而他們下午的訓練就是博擊訓練,除了肌肉力量訓練外,自由博擊、器械搏擊也都是他們的必修課,而他們訓練的對象就是這個軍事基地裏的特種師的戰士們,所以他們的苦頭也是顯而易見的,特種兵們是出手一點都不留情,每天這些人都是帶着滿身的傷痕回宿舍,而他們也樂於這種搏鬥訓練,一次次的被特種兵們打倒,一次次的爬起再來,由最初的技不如人,到現在已是能輕鬆的應付這些特種兵了。我就是要把他們訓練成在各個方法都要超過這羣特種兵。
現在已是開始對他們進行各個槍械的知識,對各種槍都要掌握得如火純青的程度,不過這倒是讓我省去不少的軍費開支,項雲飛對這些是免費的提供。而我在這邊的生意也是慢慢地開始起步了,在周邊的幾個城市已是開起了好幾家酒店以及服裝大廈,在幾位高級人才的經營下,一切都開始進入正軌了。
而在BJ那邊,波波也算是碰到一點點小麻煩了。
“波哥,這樣下去我們是沒法做生意了。”在順義區的某個大型娛樂城裏,波波的手下大傻面對這裏剛剛鬧過事的娛樂城,對剛剛趕過來的波波心急的說道:“幾乎是三天兩頭的有人來這邊鬧事,一過來就是找碴。”
“對啊!波哥,土蕃他們實在是太狂了,要不我們帶人過去把他砍了算了。”波波的手下阿輝是一個脾氣暴燥又是很講義氣的,他在旁邊氣憤的說道。
“大傻,幫我給土蕃聽一下電話。”波波緊鎖着眉頭,沉細了半天對大傻說道:“我要見見他。”
“波哥,土蕃他現在就在隔壁街我們的一個酒吧裏,他要我們過去。”大傻拿出手機給土蕃打了個電話之後對波波說道。
“操***,他是什麼態度的,媽的,太狂妄了。”阿輝生氣地說道:“波波,要不我們現在就帶幫人過去砍死他。”
“你傻了啊!現在是我們內部的事情,雄哥吩咐過了,不許自相殘殺的。”波波站起來罵了一句阿輝道:“好了,我們過去,看看他到底想怎麼樣?”
十五分鐘後,波波帶着人來到了那間酒吧,進去時土蕃正帶着一幫人在喝酒,不時的大聲嚷嚷着,對經過身旁的服務員及漂亮的女顧客進行挑逗。酒吧裏的人是敢怒不敢言。
“波哥,你來了啊!他們……”一個看場的手下一見到波波到了,馬上迎上來說道。
“我知道了,你忙你的去吧!”波波揮了揮手說完就朝着土蕃等人過去了。
“喲和,這不是王波波哥嗎?來來,過來喝一杯。
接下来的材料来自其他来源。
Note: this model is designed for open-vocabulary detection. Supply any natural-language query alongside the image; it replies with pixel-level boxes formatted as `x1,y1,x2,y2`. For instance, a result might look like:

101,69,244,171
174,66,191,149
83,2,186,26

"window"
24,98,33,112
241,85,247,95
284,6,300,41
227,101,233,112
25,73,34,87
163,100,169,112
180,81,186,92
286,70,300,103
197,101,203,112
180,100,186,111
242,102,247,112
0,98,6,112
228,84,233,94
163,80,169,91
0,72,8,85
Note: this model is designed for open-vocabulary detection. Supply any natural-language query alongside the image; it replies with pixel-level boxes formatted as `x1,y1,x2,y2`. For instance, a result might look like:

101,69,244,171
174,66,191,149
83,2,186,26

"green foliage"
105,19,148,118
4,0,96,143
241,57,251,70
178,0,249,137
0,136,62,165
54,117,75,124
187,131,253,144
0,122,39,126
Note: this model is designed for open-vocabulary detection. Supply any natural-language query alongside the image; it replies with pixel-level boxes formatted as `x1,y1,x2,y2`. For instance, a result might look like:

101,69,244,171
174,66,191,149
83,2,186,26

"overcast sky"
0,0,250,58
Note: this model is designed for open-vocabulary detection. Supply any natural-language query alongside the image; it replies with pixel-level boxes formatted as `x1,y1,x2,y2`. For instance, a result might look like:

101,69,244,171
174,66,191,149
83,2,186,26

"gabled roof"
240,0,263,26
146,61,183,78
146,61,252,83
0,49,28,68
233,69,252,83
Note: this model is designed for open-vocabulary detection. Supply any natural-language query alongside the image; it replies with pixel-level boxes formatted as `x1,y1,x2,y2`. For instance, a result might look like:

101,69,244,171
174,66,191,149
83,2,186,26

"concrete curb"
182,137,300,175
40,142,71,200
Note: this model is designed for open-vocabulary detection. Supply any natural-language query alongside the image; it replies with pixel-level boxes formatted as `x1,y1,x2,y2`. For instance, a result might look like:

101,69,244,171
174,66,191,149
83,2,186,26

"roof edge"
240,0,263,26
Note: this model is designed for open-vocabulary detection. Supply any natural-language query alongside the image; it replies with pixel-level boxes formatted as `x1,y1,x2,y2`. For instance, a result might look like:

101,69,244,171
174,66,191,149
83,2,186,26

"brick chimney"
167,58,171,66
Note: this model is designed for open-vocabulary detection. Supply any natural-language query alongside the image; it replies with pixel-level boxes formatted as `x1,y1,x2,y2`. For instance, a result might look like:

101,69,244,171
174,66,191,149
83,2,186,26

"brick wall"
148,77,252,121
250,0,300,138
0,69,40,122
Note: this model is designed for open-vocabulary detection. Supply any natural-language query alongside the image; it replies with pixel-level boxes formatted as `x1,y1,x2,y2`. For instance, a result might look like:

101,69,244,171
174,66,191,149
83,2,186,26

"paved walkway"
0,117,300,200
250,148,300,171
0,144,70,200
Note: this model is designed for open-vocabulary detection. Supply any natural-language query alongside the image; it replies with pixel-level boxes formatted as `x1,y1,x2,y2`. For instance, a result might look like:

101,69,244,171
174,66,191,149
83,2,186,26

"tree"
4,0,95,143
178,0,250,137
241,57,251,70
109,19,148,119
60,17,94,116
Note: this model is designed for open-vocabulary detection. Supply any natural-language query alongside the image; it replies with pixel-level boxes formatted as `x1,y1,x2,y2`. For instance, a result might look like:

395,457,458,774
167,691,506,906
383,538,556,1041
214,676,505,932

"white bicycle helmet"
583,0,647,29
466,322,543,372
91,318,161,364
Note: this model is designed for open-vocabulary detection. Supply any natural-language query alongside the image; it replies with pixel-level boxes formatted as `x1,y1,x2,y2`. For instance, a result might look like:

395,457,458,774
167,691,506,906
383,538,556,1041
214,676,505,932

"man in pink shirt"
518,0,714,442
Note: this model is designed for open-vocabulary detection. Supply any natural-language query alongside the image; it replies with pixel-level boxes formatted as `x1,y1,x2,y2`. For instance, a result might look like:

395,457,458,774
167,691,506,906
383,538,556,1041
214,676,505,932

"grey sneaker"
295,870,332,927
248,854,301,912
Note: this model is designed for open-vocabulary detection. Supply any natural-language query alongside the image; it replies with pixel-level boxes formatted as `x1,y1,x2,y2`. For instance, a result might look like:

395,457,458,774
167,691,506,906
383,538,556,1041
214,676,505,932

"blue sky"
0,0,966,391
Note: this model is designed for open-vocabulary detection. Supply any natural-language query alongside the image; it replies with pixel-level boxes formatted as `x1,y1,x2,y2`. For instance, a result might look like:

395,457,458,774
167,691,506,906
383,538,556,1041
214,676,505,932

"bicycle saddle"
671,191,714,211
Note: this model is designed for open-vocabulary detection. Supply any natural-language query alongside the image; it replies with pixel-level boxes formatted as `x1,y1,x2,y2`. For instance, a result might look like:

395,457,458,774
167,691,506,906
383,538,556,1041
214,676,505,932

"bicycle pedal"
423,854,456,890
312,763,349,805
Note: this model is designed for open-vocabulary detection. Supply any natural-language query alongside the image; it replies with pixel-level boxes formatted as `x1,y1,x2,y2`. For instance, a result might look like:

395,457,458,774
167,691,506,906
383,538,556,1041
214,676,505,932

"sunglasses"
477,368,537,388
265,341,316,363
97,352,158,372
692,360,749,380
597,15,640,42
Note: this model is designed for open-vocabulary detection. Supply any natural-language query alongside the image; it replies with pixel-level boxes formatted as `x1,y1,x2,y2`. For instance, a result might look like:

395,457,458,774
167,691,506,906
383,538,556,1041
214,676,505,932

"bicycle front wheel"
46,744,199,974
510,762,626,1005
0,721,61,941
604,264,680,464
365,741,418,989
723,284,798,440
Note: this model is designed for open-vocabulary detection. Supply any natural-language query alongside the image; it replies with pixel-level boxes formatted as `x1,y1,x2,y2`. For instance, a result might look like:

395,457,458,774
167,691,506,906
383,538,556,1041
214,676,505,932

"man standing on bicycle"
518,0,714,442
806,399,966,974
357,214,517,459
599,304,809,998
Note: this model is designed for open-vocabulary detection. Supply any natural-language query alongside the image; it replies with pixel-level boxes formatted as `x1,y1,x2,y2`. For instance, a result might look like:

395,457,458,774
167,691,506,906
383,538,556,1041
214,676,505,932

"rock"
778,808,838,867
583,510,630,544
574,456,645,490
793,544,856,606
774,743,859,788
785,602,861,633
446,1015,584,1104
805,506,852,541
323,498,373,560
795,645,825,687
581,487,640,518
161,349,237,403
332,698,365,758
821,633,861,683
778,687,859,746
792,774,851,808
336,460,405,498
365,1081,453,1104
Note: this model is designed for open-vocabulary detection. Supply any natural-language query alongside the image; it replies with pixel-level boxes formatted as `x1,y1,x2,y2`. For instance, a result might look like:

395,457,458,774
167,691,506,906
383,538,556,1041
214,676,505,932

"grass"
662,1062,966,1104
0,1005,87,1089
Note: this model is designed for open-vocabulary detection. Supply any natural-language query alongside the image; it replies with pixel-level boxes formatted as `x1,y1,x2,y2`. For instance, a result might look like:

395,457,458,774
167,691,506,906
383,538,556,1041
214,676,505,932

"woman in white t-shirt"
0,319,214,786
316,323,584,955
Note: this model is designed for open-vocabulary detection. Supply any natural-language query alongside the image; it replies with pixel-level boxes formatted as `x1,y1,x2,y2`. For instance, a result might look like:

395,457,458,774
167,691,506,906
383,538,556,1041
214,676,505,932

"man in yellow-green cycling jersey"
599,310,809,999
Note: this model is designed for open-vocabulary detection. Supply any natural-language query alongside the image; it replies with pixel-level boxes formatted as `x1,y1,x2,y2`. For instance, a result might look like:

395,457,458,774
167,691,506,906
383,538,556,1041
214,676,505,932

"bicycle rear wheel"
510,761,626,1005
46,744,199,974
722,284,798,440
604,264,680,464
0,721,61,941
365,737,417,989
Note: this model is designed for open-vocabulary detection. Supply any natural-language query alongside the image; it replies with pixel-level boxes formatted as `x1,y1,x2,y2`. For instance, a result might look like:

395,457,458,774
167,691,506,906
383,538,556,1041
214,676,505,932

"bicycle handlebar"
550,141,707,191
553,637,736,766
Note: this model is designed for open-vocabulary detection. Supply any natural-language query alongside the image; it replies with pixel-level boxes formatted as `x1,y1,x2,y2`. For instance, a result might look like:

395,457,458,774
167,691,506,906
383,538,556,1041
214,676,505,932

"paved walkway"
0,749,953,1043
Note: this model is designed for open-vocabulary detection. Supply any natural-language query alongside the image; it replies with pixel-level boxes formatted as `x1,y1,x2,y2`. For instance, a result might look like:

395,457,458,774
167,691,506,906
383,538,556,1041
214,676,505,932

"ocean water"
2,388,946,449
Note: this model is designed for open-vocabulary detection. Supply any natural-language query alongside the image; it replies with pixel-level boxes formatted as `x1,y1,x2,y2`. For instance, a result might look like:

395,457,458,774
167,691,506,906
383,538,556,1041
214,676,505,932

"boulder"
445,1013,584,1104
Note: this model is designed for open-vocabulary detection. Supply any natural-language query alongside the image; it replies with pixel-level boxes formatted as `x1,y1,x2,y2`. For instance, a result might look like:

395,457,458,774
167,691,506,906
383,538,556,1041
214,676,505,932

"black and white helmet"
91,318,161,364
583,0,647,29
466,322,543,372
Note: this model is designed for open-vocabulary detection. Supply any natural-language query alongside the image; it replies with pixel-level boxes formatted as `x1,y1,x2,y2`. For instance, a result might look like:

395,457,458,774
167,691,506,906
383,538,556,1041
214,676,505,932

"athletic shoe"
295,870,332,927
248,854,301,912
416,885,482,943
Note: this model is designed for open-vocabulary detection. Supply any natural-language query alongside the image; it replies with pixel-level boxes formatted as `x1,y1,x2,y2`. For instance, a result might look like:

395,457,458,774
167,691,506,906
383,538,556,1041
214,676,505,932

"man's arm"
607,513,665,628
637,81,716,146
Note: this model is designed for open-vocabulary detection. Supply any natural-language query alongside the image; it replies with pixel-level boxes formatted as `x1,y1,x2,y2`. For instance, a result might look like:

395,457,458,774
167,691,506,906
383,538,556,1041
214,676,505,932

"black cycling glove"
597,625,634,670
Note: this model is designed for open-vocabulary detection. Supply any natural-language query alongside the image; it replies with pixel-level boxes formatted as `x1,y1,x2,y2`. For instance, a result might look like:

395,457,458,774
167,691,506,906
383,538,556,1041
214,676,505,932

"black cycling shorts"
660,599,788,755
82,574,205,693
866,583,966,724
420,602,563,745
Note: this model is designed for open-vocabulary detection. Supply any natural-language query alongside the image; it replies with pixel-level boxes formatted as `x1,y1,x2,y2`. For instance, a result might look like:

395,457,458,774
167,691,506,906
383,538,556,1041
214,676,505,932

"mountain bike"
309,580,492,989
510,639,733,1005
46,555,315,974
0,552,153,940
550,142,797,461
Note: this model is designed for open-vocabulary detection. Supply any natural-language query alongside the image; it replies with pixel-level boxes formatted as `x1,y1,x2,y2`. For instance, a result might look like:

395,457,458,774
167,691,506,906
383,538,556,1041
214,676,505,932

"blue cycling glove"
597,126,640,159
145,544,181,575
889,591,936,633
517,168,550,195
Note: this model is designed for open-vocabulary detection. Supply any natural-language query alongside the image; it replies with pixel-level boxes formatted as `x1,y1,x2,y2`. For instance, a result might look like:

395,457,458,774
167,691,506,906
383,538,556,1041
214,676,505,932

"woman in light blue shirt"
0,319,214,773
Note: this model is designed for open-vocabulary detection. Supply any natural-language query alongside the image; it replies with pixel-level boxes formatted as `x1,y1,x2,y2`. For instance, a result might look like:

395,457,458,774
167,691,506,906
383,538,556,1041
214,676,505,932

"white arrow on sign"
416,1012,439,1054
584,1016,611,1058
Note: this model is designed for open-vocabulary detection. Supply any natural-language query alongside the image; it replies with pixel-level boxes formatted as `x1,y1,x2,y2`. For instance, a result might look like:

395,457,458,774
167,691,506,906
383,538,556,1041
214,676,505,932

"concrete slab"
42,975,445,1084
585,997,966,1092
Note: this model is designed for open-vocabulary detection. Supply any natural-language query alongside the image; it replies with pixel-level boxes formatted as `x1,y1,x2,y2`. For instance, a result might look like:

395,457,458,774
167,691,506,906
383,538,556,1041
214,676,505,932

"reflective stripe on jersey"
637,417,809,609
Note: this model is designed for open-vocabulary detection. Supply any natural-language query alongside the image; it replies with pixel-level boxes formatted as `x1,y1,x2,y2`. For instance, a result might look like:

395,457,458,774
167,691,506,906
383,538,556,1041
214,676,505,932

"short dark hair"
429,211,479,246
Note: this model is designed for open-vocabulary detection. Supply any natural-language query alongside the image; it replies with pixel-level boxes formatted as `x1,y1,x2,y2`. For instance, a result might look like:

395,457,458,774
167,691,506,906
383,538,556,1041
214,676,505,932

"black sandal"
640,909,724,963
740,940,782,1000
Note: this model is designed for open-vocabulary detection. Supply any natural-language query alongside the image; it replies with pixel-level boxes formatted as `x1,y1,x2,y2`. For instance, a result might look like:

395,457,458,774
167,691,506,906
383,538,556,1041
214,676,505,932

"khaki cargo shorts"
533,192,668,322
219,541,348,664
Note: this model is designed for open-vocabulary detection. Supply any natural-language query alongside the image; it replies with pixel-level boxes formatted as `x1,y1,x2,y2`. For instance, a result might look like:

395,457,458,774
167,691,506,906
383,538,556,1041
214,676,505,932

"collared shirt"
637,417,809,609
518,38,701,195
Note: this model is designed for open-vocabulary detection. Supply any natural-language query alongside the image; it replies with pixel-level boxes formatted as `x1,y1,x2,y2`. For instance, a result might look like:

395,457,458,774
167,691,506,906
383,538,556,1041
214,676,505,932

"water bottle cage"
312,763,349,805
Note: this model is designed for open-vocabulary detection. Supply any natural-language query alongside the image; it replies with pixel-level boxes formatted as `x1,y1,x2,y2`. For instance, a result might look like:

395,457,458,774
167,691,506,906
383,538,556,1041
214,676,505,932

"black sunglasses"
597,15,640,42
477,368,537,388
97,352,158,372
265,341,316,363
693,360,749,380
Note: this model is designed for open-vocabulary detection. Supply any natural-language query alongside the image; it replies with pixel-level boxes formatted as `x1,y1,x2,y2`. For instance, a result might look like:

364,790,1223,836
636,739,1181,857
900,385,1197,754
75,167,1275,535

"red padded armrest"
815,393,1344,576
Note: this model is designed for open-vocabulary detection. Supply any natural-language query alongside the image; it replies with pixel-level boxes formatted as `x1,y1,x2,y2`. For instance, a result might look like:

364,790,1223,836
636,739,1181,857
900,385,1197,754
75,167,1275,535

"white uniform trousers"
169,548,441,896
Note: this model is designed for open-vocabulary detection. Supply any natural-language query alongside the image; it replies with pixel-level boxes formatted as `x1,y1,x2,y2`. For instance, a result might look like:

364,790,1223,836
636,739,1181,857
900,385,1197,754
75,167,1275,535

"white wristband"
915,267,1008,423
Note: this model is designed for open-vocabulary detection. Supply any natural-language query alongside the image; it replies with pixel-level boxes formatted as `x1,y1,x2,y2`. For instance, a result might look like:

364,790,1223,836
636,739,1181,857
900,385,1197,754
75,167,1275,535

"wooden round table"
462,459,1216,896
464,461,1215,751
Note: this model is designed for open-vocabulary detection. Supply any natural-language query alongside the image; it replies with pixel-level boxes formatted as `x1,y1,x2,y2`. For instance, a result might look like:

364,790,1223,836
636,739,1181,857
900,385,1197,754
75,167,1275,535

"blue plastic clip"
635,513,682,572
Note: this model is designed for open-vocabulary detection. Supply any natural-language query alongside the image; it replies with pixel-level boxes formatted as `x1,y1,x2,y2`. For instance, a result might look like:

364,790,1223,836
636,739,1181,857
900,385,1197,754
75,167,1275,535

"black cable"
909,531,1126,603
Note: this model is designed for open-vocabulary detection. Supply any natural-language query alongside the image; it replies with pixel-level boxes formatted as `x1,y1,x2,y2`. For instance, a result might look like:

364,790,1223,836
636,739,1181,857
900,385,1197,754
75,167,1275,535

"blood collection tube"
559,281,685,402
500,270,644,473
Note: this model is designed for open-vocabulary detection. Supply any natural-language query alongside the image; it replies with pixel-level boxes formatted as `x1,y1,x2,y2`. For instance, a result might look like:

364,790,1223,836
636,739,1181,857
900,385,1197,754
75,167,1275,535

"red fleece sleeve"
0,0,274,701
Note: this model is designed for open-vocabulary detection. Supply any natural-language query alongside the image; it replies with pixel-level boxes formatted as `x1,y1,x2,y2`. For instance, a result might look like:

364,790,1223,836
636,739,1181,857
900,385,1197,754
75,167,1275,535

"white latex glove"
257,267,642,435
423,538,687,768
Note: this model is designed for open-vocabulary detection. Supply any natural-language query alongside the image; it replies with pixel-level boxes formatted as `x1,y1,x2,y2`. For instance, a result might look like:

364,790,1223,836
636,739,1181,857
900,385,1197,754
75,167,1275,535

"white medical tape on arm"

”土蕃一看到波波馬上站起來把波波拉了過去坐在他旁邊。
“土蕃,我們要說清楚了,我們各自打理各自的生意,你不要在從中作梗了,要不然別怪我不客氣。”波波看着這張長的其醜的又帶着小人得意的臉平靜的說道。
“哈哈,波哥發話了,那真是讓我怕怕啊!”土蕃拍着胸腹說道,接着端起一杯酒一口乾光說道:“我怎麼了啊?”
“我不敢你多說廢話了,你自己看着辦好了。”波波雙眼盯着土蕃說道:“叫你的手下放開服務員,你來我這裏我歡迎,但是別讓我看到不爽的事。”說着朝土蕃後面瞅了瞅。馬上土蕃後面的幾個手下放開了兩個長的不錯的服務員。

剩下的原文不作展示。